On Capitol Hill

SPRING16meet-annalee-ashley

Internship Leads to Capitol Hill

Business marketing major Annalee Ashley graduated from Georgia Southern in May 2014, and moved straight into a coveted legislative internship in Washington D.C. Months later, the former SOAR leader and 2013 Homecoming Queen, landed a full-time job in our nation’s seat of power as an aide in the Executive Office of the Secretary of the Senate on Capitol Hill. Georgia Southern magazine caught up with Ashley to discuss her experiences on Capitol Hill and working with an “array of offices and services to expedite the day-to-day operations of the U.S. Senate.”

How did you end up in D.C.?
I initially came to D.C. through the Eagles in D.C. program as a legislative intern for U.S. Senator Johnny Isakson of Georgia and fell in love with the city.

How did you obtain your current position?
My first full-time job on Capitol Hill was with the Senate Rules Committee. While there, I coordinated the Congressional Intern Lecture Series where I arranged for speakers — including Supreme Court Justices, the Secretary of Homeland Security and Chuck Todd, moderator of (the NBC Sunday morning program) “Meet the Press,” among others — to come in to meet Capitol Hill interns. While working for the Committee, I interacted with the Secretary’s office and gained an appreciation for what the office is responsible for. I jumped at the chance when I was given the opportunity to join the Executive Office of the Secretary of the Senate.

What are your main responsibilities in this position?
In my current position, I assist the Secretary of the Senate and the Assistant Secretary in their roles as the chief financial, administrative and legislative officers of the Senate. The Executive Office oversees 26 departments that support the Senate as an institution ranging from the legislative clerks to Senate Security to Interparliamentary Services.

What has been the most challenging aspect of this endeavor?
Stepping out of my comfort zone and making the decision to move to D.C. was the most challenging, as well as the most rewarding aspect of my endeavor.

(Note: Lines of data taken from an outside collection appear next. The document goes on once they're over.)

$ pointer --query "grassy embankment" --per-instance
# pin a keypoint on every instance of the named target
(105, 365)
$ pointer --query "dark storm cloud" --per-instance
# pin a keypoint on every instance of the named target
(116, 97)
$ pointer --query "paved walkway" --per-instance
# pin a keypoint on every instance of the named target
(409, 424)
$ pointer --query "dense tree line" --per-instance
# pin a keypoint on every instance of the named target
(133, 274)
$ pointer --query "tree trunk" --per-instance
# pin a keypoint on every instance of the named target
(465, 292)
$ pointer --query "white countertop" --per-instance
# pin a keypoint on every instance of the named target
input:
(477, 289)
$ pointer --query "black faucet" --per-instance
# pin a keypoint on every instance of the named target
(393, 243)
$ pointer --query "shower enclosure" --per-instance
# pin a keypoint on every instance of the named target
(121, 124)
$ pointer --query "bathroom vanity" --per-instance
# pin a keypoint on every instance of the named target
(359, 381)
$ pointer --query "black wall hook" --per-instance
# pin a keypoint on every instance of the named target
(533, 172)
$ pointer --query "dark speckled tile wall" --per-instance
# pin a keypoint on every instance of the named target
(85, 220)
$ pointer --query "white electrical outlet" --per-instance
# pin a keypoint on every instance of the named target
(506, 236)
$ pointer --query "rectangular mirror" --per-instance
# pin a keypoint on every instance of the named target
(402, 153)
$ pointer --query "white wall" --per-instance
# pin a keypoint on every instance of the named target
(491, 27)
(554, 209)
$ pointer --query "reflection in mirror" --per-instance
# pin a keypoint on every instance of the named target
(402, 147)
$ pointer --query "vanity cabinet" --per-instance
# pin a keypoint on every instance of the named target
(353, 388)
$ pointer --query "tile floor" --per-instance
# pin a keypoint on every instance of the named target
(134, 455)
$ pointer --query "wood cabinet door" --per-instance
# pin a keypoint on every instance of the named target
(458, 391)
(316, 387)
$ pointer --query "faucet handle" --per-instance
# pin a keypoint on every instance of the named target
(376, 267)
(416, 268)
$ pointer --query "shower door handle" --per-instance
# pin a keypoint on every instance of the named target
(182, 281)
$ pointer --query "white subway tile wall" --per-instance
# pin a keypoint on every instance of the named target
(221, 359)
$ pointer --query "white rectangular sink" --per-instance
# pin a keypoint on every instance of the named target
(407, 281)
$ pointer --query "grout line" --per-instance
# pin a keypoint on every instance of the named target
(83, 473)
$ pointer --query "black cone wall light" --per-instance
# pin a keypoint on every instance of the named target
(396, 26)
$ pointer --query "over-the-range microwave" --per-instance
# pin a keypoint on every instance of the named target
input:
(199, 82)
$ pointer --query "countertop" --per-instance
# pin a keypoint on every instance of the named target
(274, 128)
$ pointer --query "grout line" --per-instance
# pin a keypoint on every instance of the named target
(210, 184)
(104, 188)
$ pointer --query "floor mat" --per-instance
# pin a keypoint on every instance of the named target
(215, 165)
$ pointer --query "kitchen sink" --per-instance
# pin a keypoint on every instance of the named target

I have gained incomparable experience in a short amount of time due to the fast-paced environment of Capitol Hill, and I have met numerous people who have each inspired me in different ways.

What is your favorite thing about living in the D.C. area?
The energy here is contagious, and everyone you meet has a unique story to tell. There is so much going on here, too, whether it’s a protest on the West Lawn of the Capitol or a festival on the National Mall.

What have you learned since being on Capitol Hill?
The legislative process is strategic and multifaceted. You learn about it in history classes your whole life, but until you get here you can’t really understand how it all works together. There are many players and brilliant minds working to get legislation passed, and it’s fun to take a peek into the strategy behind it all.

What has surprised you most?
How young people can really make a difference in our government. It is remarkable the amount of responsibility you can have at a young age here if you are interested, engaged and actively seek out the opportunities.

How has your Georgia Southern education influenced your life?
The leadership experience I gained in college prepared me to be both marketable and successful in the professional arena. As a result, I have been able to meet many great Georgia Southern alumni working in D.C. who have gone out of their way to help me get where I am.

What do you miss most about Georgia Southern?
Game day at Paulson Stadium, being within a five-mile radius of all of my friends and the weather. Seasons are great and all, but nothing beats the Georgia heat.

Is your True Blue spirit on display?
Of course! I represent Georgia Southern in my office and in my apartment, and I always have a Georgia Southern koozie on game day, especially when the UGA game is on.